| name | shopi-products-and-collections |
| description | Catalog operations with the shopi CLI (`shopi`) over the Shopify Admin GraphQL API: reading and searching products, variants, and collections, and writing them. Use whenever the user wants to create a product, update or bulk-update variants (price, SKU, inventory policy), change a product's status (ACTIVE/DRAFT/ARCHIVED), find products by tag/vendor/type/status, add or reorder products in a collection, create or update a collection, attach product media, or publish/unpublish a product to a sales channel (Online Store, POS) — even when they don't say "shopi" or "GraphQL". Complements the hub skill `shopi-cli-usage` (global flags, discovery, output, write safety) and defers to `shopi-bulk-operations` for very large catalogs. |
shopi: products and collections
This skill covers the product/catalog domain through shopi read, shopi write,
and shopi gql. It assumes the shopi-cli-usage hub skill for everything
global — discovery (ops/schema), output formats, GIDs, pagination,
--dry-run/--confirm write safety, and auth. Load that first; this skill only
adds the catalog-specific fields, mutations, and gotchas.

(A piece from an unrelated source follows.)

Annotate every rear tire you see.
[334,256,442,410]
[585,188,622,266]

The store's schema is the source of truth. Admin API shapes drift between
versions. The field/mutation/input/enum names below were verified against API
version 2026-04, but always confirm the exact args for your version with
discovery before a write:
shopi ops show productSet --kind mutation --json --pretty
shopi schema show ProductSetInput --json --pretty
Catalog cheat sheet
| Goal | shopi field / mutation |
|---|
| List/search products | shopi read products (Relay connection, query: search) |
| One product | shopi read product --id gid://shopify/Product/… |
| List/search variants | shopi read productVariants / shopi read productVariant |
| Create a product | shopi write productCreate |
| Update a product | shopi write productUpdate |
| Declarative create-or-update (product + options + variants + media) | shopi write productSet |
| Delete a product | shopi write productDelete |
| Add variants in bulk | shopi write productVariantsBulkCreate |
| Update variants in bulk | shopi write productVariantsBulkUpdate |
| Delete variants in bulk | shopi write productVariantsBulkDelete |
| Add/update/remove options | shopi write productOptionsCreate / productOptionUpdate / productOptionsDelete |
| Publish to a sales channel | shopi write publishablePublish |
| Unpublish from a channel | shopi write publishableUnpublish |
| List sales channels | shopi read publications |
| List/search collections | shopi read collections / shopi read collection |
| Create/update a collection | shopi write collectionCreate / collectionUpdate |
| Add products to a collection | shopi write collectionAddProductsV2 |
| Reorder products in a collection | shopi write collectionReorderProducts |
A longer field/filter/enum reference lives in
references/catalog-fields.md.
Reading products
products is a Relay connection: page with first/after and read
pageInfo { hasNextPage endCursor }. shopi auto-generates a connection-aware
selection, but pass an explicit --select for anything you parse.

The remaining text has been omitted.